Here’s a video I put together some years ago to promote Tenebrae:
TRACT. Opinions differ about the etymology of this word, but there is no doubt what it refers to: the tractus is the melismatic or florid interlectional (between-the-readings) chant that replaces the Alleluia in the penitential seasons of Septuagesima and Lent, at Masses for the Dead, and on other occasions when the joy of the Alleluia is not appropriate. The texts are often quite lengthy and certain set melodies appear regularly. For example, the Tract of the First Sunday of Lent comprises much of Psalm 90 (vv. 1–7, 11–16) and, when sung in full, evokes the forty days Our Lord spent in the wilderness and the temptations He faced and crushed: exactly what the Gospel of the day narrates.
TRIDENTINE. The adjective formed from the name of the city Trent in northern Italy, location of the nineteenth Ecumenical Council of the Catholic Church (1545–1563). In the face of an accelerating and divaricating Protestant Revolt that had rejected the traditional faith of Catholics, the Council of Trent promulgated dogmatic decrees on many pressing matters, including, notably, the Holy Sacrifice of the Mass and the Holy Eucharist.

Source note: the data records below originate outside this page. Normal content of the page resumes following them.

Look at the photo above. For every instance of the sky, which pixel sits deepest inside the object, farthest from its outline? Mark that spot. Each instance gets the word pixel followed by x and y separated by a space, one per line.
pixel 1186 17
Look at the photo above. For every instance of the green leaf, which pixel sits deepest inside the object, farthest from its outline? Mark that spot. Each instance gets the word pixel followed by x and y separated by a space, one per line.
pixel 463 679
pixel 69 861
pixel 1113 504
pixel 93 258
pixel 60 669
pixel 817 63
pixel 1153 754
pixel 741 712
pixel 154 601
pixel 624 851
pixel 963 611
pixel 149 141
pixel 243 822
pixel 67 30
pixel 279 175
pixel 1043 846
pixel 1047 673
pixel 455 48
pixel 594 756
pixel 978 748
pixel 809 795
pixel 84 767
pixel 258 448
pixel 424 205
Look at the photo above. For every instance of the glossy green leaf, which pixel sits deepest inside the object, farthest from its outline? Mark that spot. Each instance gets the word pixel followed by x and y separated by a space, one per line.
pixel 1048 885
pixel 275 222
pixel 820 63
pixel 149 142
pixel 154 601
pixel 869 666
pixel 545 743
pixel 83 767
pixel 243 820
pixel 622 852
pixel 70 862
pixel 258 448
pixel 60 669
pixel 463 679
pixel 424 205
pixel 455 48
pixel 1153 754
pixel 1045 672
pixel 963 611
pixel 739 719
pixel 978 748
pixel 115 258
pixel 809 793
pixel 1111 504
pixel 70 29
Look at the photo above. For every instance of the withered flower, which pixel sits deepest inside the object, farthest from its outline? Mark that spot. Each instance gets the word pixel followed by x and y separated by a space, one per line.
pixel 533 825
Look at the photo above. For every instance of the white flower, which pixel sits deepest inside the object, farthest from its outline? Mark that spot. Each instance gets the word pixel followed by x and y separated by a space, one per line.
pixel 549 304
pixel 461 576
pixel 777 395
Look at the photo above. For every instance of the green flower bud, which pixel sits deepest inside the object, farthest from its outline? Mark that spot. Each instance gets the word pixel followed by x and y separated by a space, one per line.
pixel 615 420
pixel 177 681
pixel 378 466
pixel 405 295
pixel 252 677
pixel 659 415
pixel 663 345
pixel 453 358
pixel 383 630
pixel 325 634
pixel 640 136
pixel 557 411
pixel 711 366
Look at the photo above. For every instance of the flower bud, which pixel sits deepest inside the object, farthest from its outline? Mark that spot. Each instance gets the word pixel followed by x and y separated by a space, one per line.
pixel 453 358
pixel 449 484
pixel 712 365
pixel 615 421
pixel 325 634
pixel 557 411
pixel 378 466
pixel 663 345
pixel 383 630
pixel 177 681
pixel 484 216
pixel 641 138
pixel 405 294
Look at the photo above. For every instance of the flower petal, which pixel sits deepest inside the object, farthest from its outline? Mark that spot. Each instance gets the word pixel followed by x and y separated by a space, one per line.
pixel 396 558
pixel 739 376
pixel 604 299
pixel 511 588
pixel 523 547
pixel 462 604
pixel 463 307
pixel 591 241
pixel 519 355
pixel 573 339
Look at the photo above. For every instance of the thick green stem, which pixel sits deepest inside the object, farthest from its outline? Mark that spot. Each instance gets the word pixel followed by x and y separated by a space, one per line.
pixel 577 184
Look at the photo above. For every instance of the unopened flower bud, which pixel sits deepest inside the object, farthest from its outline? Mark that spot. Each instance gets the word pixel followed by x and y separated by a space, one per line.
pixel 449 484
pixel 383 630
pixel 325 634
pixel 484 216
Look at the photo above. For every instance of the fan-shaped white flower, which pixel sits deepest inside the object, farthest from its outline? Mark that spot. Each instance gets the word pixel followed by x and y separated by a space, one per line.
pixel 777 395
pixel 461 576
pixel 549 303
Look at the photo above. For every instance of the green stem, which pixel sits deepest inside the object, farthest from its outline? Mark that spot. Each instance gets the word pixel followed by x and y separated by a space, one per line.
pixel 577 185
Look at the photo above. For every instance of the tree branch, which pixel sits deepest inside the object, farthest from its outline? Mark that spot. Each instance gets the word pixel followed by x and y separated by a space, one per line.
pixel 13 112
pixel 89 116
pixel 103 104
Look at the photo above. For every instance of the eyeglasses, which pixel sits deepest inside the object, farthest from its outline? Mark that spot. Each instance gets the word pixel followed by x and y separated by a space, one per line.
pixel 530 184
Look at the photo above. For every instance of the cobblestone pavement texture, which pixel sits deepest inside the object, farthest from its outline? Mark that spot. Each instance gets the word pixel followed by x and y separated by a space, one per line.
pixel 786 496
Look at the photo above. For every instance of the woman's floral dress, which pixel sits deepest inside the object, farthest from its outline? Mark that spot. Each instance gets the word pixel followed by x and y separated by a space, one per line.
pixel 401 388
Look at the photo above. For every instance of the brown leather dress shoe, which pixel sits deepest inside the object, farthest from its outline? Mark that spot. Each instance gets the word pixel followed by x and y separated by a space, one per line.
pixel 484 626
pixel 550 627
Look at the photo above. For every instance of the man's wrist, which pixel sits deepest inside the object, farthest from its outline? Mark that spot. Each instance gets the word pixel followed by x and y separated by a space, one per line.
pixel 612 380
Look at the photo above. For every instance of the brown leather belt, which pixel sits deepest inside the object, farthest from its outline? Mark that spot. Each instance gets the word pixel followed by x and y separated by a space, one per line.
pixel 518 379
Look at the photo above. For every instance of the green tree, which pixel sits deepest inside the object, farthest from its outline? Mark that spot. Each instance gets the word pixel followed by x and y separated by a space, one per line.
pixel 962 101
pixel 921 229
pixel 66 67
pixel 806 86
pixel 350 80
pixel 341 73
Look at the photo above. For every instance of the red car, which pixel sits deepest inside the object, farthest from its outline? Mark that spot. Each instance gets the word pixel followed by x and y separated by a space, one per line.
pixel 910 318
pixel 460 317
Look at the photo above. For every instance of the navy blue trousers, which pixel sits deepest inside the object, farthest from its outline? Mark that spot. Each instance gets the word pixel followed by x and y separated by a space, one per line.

Because this Council requested a restoration of liturgical books as a key step in Church reform, the resulting books, issued by Pius V, and therefore also the rites themselves, are often referred to as “Tridentine.” Some object to this nomenclature because it might seem to imply that the Missale Romanum of 1570 was invented by the Council of Trent’s command or by Pius V’s committee, that it received its authoritativeness solely from the will of a papal monarch, and/or that it remained frozen in that period; whereas, in truth, Pius V’s missal carefully transmits an immensely venerable liturgical tradition, which has also accommodated small changes since that time, such as the modification of rubrics and the creation of new feasts. However, the objection is beside the point. The 1570 missal gives us a definitively matured Roman rite that fully embodies the glorious and immutable dogmatic confession of Trent. Like the great composer who was christened Johannes Chrysostomus Wolfgangus Theophilus Mozart, the greatest rite of the Western Church can also bear many names, as long as each is given a correct interpretation.
USUS ANTIQUIOR. Latin for “older use” (i.e., of the Roman rite). In the context of liturgy, a “use” is a certain variant of a rite, as the “Dominican use” is a variant of the Roman rite. Pope Benedict XVI referred to the traditional Roman rite as the usus antiquior in his letter to the bishops Con Grande Fiducia of July 7, 2007; similar language may be found in the motu proprio Summorum Pontificum and in the Instruction Universae Ecclesiae. The term is comparative, implying an usus recentior or “more recent use,” namely, the Novus Ordo. Another pair of comparative terms is forma extraordinaria and forma ordinaria. As is clear from the motu proprio, Benedict XVI’s intention was to establish a canonical-juridical framework for a prudential solution; there remain thorny historical, liturgical, and theological problems with the unprecedented situation of two “uses” or “forms” of the Roman rite. (I enter into considerably more detail on this question in my book The Once and Future Roman Rite.)
Thank you for reading, and may God bless you!
Useful and fascinating as usual. Yet I admit I sometimes I feel like a stranger in a strange land when I hear things like, "wow, did you see that baldacchino?!" Sometimes it feels like one of those gatherings where everyone affects the proper enunciations, saying things like, "Lunch? Why, let me check my shedjewel," as if, of course, we all talk this way all the time.